Why did the Griffin decide to die rather than eat?

The Griffin greatly valued his beliefs and routines. For this reason, he did not eat during the summer period as a matter of principle; he only fed during winter. During his time in the village, he developed a strong liking towards the Minor Canon, who was the only person courageous enough to talk to him. The villagers talked him into leaving the town for the forests so that the creature could follow him away and leave their town. However, this admiration meant that the Minor Canon was the only person the Griffin had an appetite for (Aronson, Mayor, and Muller 46). The Griffin revealed this to the entire town after he found out about what they had done to the Minor Canon.

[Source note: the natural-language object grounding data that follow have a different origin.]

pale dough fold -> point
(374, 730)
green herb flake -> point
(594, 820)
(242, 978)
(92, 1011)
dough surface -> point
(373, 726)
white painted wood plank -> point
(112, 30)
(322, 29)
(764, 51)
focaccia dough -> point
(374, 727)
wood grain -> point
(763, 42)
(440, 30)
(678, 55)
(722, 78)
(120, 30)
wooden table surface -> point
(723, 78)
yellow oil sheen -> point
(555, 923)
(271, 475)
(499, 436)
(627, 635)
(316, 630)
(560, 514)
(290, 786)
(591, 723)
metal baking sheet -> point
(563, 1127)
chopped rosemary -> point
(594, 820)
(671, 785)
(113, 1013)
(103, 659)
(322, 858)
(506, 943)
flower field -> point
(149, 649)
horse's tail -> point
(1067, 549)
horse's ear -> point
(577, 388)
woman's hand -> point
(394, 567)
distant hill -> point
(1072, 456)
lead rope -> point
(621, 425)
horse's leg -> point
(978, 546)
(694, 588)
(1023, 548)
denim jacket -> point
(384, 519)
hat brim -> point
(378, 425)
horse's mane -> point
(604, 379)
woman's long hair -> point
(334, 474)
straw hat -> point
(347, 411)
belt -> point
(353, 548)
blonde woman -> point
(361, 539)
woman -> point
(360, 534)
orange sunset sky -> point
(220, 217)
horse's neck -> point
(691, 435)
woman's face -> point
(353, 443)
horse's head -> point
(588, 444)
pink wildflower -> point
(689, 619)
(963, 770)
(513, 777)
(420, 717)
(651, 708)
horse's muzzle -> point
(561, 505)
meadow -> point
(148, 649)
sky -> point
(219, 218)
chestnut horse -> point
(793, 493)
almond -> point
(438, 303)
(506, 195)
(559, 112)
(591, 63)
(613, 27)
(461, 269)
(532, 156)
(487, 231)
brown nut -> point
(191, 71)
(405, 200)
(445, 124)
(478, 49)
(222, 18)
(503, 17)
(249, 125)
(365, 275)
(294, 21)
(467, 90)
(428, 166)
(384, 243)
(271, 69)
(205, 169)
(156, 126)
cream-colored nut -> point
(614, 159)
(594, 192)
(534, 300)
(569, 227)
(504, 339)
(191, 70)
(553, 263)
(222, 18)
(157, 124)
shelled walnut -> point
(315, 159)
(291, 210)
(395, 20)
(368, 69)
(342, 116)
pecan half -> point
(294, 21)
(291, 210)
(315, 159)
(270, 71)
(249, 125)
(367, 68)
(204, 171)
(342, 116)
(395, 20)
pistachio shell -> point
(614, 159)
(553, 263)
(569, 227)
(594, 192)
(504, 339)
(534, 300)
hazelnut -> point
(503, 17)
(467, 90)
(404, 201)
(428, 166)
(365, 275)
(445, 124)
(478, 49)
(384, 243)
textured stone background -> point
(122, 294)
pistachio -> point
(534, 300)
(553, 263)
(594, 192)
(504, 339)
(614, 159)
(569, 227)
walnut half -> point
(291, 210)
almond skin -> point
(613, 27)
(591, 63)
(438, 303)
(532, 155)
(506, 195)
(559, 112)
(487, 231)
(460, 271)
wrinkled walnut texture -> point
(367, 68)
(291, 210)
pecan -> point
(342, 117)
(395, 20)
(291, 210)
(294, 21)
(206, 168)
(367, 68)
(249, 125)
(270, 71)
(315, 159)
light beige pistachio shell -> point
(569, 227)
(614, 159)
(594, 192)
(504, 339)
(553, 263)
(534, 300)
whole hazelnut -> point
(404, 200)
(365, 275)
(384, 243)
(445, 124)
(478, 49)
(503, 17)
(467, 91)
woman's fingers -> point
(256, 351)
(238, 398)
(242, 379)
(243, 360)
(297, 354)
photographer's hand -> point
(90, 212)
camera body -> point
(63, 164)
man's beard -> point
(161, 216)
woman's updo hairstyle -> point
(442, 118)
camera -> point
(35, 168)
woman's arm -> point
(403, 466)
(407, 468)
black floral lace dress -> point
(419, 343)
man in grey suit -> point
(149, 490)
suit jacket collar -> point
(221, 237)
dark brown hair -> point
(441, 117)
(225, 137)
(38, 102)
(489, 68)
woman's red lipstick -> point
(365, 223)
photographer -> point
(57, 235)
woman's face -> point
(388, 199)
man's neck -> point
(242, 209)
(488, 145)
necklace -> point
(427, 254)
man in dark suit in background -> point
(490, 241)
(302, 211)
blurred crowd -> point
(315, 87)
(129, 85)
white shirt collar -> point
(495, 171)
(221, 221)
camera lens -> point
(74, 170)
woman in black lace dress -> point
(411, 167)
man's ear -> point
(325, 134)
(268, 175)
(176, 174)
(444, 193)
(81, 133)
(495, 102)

He praised the Minor Canon and put him in a position of power demanding that villagers respect him and treat him as they did the high priests. The Griffin looked for the man, healed him and took him back to the village where the villagers received him as instructed. The Griffin decided to starve to death for he did not find anyone else worthy enough to become his meal except for the Minor Canon whom he had in turn decided to reward by sparing his life and making him the town leader. Therefore, the Griffin chose to die as a sign of respect to his own principles and the service of the Minor Canon. In addition, his choice of this path was driven by his desire to teach the villagers a lesson on appreciation towards those who had dedicated their lives to the wellbeing of the community.

Works Cited

Aronson, Marc, Mayor, Adrienne, and Muller, Chris. The Griffin and the Dinosaur: How Adrienne Mayor Discovered a Fascinating Link Between Myth and Science. Washington, DC: National Geographic Children’s Books, 2014. Print.